BMO’s Schleif says investors should be clear about why they’re holding bonds at all. Is it for stability and income, or to generate outsized returns? “For the most part, fixed income is the conservative ballast in the portfolio. If you’re going to be a risk taker, there are many places in the equity market and elsewhere to get that risk.” For investors who are also looking to capture a little extra return from bonds, Schleif says an opportunistic manager can help identify dislocations in the market.

Bond Fund Strategies for a Steepening Curve

Investors who hold individual bonds to maturity don’t have to worry too much about fluctuating yields. Over time, they can generally expect to earn the starting yield on a bond when that bond matures, unless they sell it early. Within bond funds, however, portfolio managers often take a much more active approach to managing risk and yield under the hood, especially when the curve is steepening.

There are “infinite ways” to arrive at a fund’s duration target via combinations of bonds with different maturities, says Morningstar’s Pappalardo. He explains that the yield curve today is a little less steep compared with its historical average, and the spread between two- and 10-year bonds is currently a little lower than what Morningstar analysts consider its fair value. When that’s the case, Pappalardo says a portfolio manager might be a little more comfortable taking on some extra interest rate risk by adding duration on the longer end and offsetting it with more holdings on the shorter end, which could see price appreciation if yields fall. Bond prices move inversely with yields.
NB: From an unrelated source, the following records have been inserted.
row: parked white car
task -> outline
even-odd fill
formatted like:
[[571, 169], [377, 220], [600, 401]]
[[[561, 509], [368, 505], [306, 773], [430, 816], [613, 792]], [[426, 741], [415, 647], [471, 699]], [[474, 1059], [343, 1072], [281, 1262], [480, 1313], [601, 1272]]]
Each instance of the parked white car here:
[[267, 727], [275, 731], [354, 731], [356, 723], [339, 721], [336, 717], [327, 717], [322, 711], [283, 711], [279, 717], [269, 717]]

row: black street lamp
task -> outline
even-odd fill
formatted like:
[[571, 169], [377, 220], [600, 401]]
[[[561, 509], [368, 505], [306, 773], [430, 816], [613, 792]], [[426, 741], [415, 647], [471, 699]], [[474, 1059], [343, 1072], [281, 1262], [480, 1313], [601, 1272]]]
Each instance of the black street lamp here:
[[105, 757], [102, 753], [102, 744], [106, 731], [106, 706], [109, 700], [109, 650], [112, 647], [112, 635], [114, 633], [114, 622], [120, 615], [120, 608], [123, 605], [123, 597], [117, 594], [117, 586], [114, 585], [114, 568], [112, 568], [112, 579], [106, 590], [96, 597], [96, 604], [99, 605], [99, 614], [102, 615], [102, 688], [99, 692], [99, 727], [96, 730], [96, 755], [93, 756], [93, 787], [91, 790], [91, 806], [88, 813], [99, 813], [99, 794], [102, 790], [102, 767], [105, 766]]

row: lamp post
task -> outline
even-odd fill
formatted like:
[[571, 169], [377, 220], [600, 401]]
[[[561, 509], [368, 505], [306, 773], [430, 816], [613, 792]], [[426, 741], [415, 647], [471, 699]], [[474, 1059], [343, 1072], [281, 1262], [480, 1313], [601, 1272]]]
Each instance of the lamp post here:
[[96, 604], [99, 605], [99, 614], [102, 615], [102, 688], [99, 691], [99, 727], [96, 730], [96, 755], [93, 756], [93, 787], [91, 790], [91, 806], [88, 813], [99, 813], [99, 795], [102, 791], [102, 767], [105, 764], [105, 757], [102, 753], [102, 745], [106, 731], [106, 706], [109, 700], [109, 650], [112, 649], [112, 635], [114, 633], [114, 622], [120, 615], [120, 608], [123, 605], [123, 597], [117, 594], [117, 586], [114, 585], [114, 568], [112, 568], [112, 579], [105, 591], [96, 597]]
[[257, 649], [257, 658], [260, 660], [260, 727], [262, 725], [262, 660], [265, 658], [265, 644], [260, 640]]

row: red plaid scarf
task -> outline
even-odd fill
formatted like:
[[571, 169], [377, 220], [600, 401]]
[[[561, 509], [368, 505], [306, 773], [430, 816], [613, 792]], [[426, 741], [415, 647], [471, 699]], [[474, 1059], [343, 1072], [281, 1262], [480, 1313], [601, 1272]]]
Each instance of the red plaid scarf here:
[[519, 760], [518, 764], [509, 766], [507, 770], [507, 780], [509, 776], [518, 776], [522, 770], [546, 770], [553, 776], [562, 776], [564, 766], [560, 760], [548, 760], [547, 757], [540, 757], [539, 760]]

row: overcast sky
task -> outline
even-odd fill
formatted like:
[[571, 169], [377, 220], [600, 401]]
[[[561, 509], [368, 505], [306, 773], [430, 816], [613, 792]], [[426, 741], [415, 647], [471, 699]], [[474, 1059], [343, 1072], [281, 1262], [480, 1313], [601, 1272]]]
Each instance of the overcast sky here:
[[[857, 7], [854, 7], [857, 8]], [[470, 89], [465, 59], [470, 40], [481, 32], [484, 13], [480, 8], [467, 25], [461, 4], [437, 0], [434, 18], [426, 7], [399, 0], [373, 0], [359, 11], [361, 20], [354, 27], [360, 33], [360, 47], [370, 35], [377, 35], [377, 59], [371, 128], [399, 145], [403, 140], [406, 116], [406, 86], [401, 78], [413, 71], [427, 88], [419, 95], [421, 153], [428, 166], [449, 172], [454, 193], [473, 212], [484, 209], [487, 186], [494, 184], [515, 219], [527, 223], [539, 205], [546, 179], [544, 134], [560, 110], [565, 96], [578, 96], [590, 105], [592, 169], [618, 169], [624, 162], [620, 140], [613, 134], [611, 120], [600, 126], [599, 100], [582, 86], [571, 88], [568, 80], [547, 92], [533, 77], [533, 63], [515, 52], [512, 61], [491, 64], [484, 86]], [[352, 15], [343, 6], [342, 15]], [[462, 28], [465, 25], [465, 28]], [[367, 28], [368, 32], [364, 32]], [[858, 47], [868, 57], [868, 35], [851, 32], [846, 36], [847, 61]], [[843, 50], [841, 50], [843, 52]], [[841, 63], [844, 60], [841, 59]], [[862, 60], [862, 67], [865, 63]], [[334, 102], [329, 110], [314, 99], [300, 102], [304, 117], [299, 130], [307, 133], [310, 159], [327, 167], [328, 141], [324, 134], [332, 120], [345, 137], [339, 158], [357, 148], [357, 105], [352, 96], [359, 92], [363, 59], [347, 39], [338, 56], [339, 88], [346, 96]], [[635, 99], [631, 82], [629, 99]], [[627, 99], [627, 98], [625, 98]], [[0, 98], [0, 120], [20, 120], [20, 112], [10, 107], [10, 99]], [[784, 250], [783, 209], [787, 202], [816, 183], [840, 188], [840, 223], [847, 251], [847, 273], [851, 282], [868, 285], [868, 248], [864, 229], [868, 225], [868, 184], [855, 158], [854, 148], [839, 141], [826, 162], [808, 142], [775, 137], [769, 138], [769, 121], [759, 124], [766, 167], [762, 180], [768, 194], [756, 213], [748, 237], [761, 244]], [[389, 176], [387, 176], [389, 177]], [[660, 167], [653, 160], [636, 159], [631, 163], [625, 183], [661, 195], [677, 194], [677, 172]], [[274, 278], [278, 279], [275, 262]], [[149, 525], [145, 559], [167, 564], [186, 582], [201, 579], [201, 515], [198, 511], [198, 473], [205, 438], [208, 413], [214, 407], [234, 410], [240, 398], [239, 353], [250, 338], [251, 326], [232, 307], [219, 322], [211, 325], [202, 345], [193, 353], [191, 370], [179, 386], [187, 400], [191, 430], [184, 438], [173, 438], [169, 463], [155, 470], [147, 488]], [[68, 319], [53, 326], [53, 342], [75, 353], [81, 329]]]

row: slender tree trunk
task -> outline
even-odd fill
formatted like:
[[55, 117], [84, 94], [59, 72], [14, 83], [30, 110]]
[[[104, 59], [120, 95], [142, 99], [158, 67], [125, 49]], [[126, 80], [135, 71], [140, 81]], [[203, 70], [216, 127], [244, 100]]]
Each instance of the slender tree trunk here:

Managers can also employ a strategy called “rolling down the curve,” Schwab’s Jones explains. They can sell bonds on the steeper part of the curve as their maturities shorten, capturing some extra price return because the bond’s yield will now be comparable to bonds of shorter maturities that are further in on the curve. “It’s a nice way to generate some added return to the income stream,” she says, which helps fund managers offer a mix of yield and price appreciation to investors.